Threat Management, Network Security

Tesla saboteur trains spotlight on insider threats

Tesla's recent revelation that an employee turned saboteur messed with code and exfiltrated data underscores the continuing challenge and complexity of insider threats and the difficulty ferreting them out before they can do harm.

"Taking things at face value, this is basically a smorgasbord of cybercrime, and it could have affected any company anywhere," said Raytheon CTO of Cybersecurity Michael Daly. "You have an insider threat. You have altered data affecting the factory operating system. You have leaked proprietary data. You have credential theft. And you have it all, apparently, at the hands of a disgruntled employee.” 

Disgruntled employees, like Tesla's Martin Tripp, who the company sued on Wednesday, will always be of concern at companies, said Saryu Nayyar, CEO of Gurucul. “Even progressive companies that can afford the best cybersecurity protection can be taken down by one malicious insider.”

But insiders often get short shrift in organizations, which are inundated with threats from multiple attack vectors.

Andy Smith, vice president of product marketing at Centrify to the 2017 Insider Threat Report by Crowd Research Partners, which found that “74 percent of companies feel that they are vulnerable to insider threats, with seven percent reporting an extreme vulnerability.”

Likewise, a recent Raytheon-commissioned survey of IT security professionals found that “insider threats ranked low on the CISOs' priority lists. Only 36 percent said they consider malicious or criminal insiders to be a high risk,” said Daly. “It's time to change that stat and make insider threat a top priority.”

That's particularly important when companies give their employees access – deliberately or inadvertently – to sensitive data. “In a recent report, we found that 41 percent of companies had at least 1,000 sensitive files open to all employees,” said Ken Spinner, vice president of global engineering at Varonis, referring to the situation as the rule rather than the exception.

“Companies are doing and creating, but they're not locking down their data. Think about it is way: If you had a meeting with top executives to discuss a brand-new game-changing product, you wouldn't hold it in the middle of lunchroom, would you?” he said. “The same thing goes for your data: You have to protect it from curious and malicious employees.”

Businesses can take [steps] to prevent unwarranted access to control systems by exercising access control,” agreed Tim Roddy, vice president of cybersecurity product strategy, Fidelis Cybersecurity. “By using change logs and setting up approvals for any code changes you can add an additional layer of security to protect critical code.” said Tim Roddy, vice president of cybersecurity product strategy, Fidelis Cybersecurity. 
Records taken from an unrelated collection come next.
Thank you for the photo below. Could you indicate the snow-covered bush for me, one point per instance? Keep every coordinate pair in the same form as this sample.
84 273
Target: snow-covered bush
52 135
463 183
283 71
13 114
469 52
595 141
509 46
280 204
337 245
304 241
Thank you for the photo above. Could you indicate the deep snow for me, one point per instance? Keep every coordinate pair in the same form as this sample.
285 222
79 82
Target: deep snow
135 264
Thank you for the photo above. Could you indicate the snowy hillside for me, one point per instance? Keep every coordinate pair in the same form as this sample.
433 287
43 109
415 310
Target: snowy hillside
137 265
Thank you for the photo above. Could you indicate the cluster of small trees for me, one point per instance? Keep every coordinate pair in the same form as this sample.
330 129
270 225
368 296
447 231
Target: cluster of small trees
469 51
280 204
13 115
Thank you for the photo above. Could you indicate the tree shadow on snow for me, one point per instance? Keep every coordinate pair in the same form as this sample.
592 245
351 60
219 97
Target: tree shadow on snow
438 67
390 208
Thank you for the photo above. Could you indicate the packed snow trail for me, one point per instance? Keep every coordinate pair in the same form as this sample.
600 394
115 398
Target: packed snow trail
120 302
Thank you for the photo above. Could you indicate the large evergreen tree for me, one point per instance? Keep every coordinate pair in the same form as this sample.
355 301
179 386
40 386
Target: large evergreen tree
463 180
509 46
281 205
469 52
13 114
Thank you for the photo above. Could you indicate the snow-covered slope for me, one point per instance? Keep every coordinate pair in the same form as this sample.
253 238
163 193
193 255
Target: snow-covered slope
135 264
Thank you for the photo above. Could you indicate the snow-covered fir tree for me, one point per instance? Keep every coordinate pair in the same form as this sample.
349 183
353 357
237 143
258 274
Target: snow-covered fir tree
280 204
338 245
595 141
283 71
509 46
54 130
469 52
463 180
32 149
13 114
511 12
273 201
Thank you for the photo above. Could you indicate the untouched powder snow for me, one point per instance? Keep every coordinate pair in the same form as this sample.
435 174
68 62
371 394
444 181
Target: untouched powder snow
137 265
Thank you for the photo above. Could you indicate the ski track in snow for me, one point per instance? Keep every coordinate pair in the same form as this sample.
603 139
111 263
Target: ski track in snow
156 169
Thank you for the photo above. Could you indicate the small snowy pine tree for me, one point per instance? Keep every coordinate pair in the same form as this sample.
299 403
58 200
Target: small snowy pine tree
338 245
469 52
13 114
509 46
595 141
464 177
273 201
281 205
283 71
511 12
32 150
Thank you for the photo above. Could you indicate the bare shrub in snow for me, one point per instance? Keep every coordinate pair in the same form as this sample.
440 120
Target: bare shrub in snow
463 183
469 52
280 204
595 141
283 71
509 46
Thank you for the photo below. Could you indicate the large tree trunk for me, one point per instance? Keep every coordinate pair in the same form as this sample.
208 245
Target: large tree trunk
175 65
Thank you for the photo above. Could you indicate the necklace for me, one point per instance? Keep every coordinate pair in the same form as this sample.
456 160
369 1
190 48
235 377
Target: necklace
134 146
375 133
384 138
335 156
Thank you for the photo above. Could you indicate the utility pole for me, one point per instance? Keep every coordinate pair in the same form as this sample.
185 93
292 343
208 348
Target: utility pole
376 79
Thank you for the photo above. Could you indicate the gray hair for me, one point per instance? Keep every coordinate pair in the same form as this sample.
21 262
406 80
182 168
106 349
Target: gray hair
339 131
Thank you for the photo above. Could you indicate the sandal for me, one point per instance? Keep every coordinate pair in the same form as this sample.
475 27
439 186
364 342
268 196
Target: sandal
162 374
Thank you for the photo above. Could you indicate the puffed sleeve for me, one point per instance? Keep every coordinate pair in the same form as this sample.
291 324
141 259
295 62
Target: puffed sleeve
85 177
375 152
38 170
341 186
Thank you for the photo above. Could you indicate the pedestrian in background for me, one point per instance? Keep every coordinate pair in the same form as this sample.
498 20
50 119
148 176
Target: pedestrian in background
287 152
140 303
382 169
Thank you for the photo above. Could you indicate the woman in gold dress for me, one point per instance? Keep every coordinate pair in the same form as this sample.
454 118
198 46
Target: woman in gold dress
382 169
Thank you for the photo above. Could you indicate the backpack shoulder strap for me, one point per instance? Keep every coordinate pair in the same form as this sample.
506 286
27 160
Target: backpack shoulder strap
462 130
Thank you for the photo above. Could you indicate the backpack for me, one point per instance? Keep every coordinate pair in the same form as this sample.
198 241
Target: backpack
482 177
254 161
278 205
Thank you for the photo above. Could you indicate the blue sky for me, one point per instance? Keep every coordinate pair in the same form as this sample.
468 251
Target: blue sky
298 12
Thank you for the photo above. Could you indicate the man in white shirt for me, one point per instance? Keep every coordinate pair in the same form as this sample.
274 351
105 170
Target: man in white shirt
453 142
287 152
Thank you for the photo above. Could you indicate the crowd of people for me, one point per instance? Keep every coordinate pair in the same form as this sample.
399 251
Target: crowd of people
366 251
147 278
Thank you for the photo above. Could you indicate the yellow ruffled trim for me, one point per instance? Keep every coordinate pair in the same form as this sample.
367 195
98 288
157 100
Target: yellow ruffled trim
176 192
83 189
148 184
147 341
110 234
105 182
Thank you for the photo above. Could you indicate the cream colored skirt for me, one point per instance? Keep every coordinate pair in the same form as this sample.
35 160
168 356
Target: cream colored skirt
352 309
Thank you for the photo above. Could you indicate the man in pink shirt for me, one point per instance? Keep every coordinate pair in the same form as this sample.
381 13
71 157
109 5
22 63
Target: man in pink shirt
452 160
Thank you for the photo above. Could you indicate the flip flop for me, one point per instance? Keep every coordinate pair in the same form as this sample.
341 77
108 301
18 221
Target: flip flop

Noting that Gartner pegged privileged access as the top project for organizations in 2018, Joseph Carson, chief security scientist at Thycotic, said, “organizations continue to fail at the most important aspect on restricting privileged access which is proactively discovering privileged accounts in the environment.”

It appears, he said, “that Telsa has failed to do that most important step in least privilege: discovering and detecting unapproved privileged access.”  Telsa likely has learned a major lesson from the incident, though Carson said he hoped the sabotage “is not related to the recent accidents with their vehicles which I am sure the regulators will be looking into if they are related.”

Centrify's Smith favors a zero trust model, which “assumes that the bad actors are already on the inside, so no one is to be trusted, even if they've proven to be trustworthy in the past,” he said. “By staying vigilant and requiring employees to verify who they are, validate their device, and then limiting their access and privilege, organizations can reduce exposure from internal and external security threats.” 

The Tesla employee “was able to make 'direct code changes to the Tesla Manufacturing Operating System under false usernames, potentially damaging several aspects of the business operations simply by having too much access and privilege,” Smith said, something that a zero trust approach wouldn't have allowed. “Tesla employees would have been verified through multiple factors of authentication, granted only the minimal amount of access necessary to do their job, and their access and activity would have been captured and reviewed. That's the essence of Zero Trust Security.”

To protect against exfiltration of highly sensitive data, Roddy said, “Data Loss Prevention on endpoints and primary network services is not enough. Organizations need to analyze all ports and protocols to prevent any blind spots.” 

Putting a greater emphasis on analyzing behavior can help organizations thwart insider threats, but that “challenge is compounded by the dynamics of our IT environments where everyday users change behaviors for innocuous reasons,” said Seth Goldhammer, senior director of product marketing at LogRhythm.

While tracking each network or user behavior anomaly is both impractical and costly, it can and mask those anomalies that bear scrutiny. “To remain efficient, organizations are challenged to discover anomalies that also include security relevancy,” said Goldhammer. “Once a relevant security anomaly is discovered, organizations need to follow procedural steps to vet, qualify, and eventually mitigate the discovered threat.”

Deception technology also will notify security pros “if an internal user is moving around the network and trespassing into areas that they really shouldn't know about,” said Roddy. “This is a great indicator for spotting disgruntled employees going about any unnecessary reconnaissance.”